La situación en el país es realmente grave, aunque, estando aquí dentro y, antes, una semana en cuarentena, no me he enterado de muchas cosas. Sé que un alumno mío, Sumit, de 26 años murió. La gente se muere en la calle. En este hospital hay gente muy sencilla a la que han recogido de la calle y viene directamente aquí a morir con algo de dignidad. Aunque la India ha vacunado a millones de personas, el porcentaje con respecto al total de la población todavía es muy bajo. Ahora mismo, según me dicen mis estudiantes, el proceso está bloqueado otra vez y no consiguen vacunarse. Por otro lado, las vacunas aun no se han demostrado eficaces ante la doble mutación del virus que tenemos en el país. Pasarán años hasta que la India regrese a la normalidad y pueda recuperarse de este golpe.
Los primeros días después de la explosión del virus, hace un mes, eran los mayores quienes morían, uno detrás de otro. Ahora son los jóvenes. Ahora mismo, en esta UCI, donde estoy yo, todos somos jóvenes, a excepción de una mujer de unos 50 años. Yo soy deportista y estaba en forma. Pero resulta que esta mutación del virus se ceba con los sanos y jóvenes. Hasta hace dos horas no he tenido que matar el tiempo. Eran las horas las que me mataban a mí. He estado 15 días intentando abrir un ojo.
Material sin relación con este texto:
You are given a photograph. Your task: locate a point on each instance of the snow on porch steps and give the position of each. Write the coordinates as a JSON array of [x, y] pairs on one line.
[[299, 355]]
Cuando me han contado que en España la gente ha salido a las calles a celebrar el final del estado de alarma, yo lo entiendo. Pero también creo que somos especialistas en olvidarnos de lo malo. Piensas en que no te va a pasar, hasta que te toca, y te ves postrada en una cama enchufada a una bombona de oxígeno. Es muy importante la responsabilidad social, porque este virus es letal.
Quiero agradecer enormemente a toda la gente que en España se está moviendo para cubrir mis gastos aquí y para dejar ayuda a la gente que esté más tiempo, o para la que venga. Estoy feliz porque estoy viva, ya me puedo reír y hablar. Aunque aún toso mucho, estoy muy contenta por esto”.
A Pepa aún le quedan días de UCI y su familia lidera una campaña en España para costear su estancia en el hospital Capt. Nand Lal Yadav y reunir fondos para otros pacientes en una situación extrema. Su hermana Emma se encarga de una cuenta corriente para este propósito: ES22 0182 5322 2102 0022 5450.